En ce sens, la force de ces processus du CDH (pour susciter un consensus parmi les gouvernements) est aussi leur grande faiblesse. Le CDH n’est pas un forum multipartite mais intergouvernemental. Les groupes de la société civile peuvent y participer sous des conditions très strictes et selon des règles complexes. L’Internet Society qui s’intéresse depuis récemment au CDH, a réalisé un bon apport technique en ce sens.

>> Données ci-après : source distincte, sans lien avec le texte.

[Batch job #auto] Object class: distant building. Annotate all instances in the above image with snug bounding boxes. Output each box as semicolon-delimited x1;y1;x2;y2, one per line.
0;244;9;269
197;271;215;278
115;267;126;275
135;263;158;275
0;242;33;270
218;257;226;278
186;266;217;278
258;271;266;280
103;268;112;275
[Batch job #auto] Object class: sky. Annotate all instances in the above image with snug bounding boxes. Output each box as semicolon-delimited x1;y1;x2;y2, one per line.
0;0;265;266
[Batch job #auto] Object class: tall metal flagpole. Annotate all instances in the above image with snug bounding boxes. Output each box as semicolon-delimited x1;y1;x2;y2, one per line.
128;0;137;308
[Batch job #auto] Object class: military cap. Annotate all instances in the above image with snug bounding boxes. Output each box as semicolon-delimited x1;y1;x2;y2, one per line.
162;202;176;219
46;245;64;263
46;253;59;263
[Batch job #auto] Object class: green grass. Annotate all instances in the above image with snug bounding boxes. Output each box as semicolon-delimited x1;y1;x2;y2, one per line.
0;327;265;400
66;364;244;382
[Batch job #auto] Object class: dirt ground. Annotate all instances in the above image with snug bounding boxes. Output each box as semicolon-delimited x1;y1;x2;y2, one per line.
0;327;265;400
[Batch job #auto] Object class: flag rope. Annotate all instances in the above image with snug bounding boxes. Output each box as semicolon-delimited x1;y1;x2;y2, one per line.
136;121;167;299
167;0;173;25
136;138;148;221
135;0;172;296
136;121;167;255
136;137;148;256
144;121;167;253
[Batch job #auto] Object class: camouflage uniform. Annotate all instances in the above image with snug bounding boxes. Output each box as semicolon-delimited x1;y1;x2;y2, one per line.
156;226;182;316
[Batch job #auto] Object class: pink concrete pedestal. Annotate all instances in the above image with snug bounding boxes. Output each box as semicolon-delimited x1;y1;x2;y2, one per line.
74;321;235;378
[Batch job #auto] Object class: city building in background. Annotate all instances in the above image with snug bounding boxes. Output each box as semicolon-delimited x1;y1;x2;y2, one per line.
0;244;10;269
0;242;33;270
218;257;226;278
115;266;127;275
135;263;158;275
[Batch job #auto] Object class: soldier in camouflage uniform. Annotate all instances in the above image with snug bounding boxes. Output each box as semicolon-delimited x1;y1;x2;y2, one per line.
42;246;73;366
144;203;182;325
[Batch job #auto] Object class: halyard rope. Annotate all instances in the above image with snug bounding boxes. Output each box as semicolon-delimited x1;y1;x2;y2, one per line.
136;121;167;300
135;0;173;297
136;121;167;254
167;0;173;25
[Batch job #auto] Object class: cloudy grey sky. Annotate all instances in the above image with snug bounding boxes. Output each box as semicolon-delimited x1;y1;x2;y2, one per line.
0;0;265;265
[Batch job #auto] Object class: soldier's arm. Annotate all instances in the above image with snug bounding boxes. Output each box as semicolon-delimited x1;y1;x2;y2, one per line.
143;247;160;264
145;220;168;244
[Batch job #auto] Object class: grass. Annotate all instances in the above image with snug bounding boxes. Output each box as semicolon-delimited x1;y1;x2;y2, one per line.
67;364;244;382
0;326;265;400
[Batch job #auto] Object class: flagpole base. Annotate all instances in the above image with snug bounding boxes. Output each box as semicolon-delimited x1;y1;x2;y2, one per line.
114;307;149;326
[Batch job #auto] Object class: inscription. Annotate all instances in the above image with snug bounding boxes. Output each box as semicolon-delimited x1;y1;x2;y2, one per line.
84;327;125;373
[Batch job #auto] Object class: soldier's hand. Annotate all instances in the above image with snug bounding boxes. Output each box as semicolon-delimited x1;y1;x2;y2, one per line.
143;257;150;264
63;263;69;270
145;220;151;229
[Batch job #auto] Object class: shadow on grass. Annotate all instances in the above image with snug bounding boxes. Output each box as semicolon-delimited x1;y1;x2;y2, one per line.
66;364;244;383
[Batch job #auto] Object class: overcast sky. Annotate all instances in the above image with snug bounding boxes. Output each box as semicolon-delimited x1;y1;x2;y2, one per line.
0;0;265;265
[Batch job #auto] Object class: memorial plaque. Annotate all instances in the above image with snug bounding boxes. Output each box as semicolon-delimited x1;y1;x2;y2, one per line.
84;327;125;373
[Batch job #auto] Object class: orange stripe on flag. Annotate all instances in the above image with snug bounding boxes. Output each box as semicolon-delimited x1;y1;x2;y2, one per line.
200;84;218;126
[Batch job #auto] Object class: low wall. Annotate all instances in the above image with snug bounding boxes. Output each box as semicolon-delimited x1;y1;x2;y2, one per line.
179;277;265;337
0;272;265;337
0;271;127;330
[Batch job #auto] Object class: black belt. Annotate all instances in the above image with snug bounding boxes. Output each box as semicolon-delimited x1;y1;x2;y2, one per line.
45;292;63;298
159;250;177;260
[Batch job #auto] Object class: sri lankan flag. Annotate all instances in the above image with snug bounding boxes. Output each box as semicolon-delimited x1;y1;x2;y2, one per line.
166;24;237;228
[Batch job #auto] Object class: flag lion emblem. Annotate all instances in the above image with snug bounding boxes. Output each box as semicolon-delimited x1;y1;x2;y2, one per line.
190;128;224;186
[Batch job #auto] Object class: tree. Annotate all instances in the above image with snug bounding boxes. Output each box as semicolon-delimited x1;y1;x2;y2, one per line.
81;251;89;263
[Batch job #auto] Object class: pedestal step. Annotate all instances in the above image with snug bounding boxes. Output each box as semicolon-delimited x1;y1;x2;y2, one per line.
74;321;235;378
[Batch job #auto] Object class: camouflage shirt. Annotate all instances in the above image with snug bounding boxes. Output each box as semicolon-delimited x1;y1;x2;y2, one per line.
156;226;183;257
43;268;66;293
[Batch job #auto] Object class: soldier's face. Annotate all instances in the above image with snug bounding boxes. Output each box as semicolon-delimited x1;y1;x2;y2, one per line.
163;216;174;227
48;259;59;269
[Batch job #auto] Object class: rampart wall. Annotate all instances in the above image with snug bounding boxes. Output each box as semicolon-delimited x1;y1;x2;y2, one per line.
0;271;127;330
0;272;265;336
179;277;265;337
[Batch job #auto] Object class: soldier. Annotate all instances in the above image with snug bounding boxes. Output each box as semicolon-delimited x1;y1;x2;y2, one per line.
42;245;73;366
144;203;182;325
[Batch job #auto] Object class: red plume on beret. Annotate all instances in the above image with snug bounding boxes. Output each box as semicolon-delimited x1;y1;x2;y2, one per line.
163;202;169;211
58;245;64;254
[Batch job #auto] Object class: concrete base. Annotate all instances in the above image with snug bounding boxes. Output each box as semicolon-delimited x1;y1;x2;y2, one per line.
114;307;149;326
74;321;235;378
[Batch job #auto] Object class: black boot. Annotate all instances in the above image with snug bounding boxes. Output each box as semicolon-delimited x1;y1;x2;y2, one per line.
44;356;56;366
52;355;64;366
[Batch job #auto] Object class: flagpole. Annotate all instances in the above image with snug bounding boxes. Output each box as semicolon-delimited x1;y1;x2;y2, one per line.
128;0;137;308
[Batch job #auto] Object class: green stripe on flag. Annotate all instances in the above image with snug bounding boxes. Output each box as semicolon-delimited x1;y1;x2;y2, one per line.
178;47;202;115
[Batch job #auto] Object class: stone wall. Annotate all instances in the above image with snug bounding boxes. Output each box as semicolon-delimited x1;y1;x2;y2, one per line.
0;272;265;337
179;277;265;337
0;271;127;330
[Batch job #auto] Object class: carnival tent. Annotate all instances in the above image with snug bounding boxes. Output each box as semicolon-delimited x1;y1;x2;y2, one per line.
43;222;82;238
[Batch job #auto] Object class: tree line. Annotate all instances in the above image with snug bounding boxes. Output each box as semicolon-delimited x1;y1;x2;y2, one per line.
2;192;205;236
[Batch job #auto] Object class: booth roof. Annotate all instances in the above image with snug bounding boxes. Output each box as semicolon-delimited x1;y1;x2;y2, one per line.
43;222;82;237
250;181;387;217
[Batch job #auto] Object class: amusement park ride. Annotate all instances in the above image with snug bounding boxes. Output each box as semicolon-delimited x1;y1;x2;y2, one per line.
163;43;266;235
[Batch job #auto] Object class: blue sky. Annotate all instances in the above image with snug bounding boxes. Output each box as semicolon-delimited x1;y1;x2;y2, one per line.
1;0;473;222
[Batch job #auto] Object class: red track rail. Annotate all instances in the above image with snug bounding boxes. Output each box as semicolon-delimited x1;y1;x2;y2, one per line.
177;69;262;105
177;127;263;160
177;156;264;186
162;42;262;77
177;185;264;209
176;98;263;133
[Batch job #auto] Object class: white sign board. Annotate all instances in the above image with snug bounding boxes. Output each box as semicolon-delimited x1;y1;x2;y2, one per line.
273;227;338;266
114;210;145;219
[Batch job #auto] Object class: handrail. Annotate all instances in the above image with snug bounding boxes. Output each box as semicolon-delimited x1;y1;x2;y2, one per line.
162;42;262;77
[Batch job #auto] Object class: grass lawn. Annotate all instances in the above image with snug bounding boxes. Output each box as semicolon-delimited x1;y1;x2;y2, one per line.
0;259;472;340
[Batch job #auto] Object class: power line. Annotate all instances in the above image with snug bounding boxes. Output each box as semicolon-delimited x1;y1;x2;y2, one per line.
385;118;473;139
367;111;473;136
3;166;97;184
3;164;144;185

Le secteur privé a un engagement très limité, en partie dû au refus du CDH d’autoriser la participation du secteur privé en règle générale, et en partie dû au secteur privé lui-même qui évite traditionnellement de s’engager dans les droits humains. Mais une connexion inadéquate a été établie entre les nouveaux Principes directeurs de l’ONU relatifs aux entreprises et aux droits de l’homme et les débats sur les droits humains au CDH. L’incohérence de l’application des politiques de l’internet liées aux multinationales du secteur privé est de plus en plus mise en évidence. Il devient impératif que le secteur privé détermine quelle place il compte jouer dans les processus du CDH pour éviter la crise de confidence qui menace suite aux préoccupations tant des gouvernements que de la société civile. Pour les militants de la société civile, ces incohérences font obstacle à une bonne progression au CDH, notamment lorsque le principe d’universalité des droits humains est sapé par l’application individuelle de normes à niveau national par des entreprises du secteur privé contre laquelle la société civile se sent impuissante.
Conclusion
Cette année a été pleine de promesses : une année de débats de plus en plus intenses sur l’internet et les droits humains parmi les gouvernements et une plus grande utilisation des droits humains pour inciter à la responsabilité les gouvernements qui violent ces droits. Au CDH, les gouvernements ont pris en considération les questions liées à l’internet bien plus vite qu’on ne le pensait, et leur intérêt ne pourra qu’augmenter avec le temps. Mais les débats des gouvernements sur l’internet et les droits humains doivent inclure plus de parties prenantes. En attendant, la société civile doit continuer à travailler au sein du CDH pour trouver les points d’entrée stratégiques pour son plaidoyer et soutenir les autres groupes qui œuvrent en ce sens. Il faut mener des actions concrètes et un suivi du Comité du CDH avant la prochaine résolution annuelle sur la liberté d’expression et de l’internet. Le plus utile serait d’entamer une discussion thématique ayant une approche de l’accès à l’internet basée sur les droits, qui comprenne notamment l’accès aux infrastructures, l’accès aux divers contenus et pour les divers groupes marginalisés.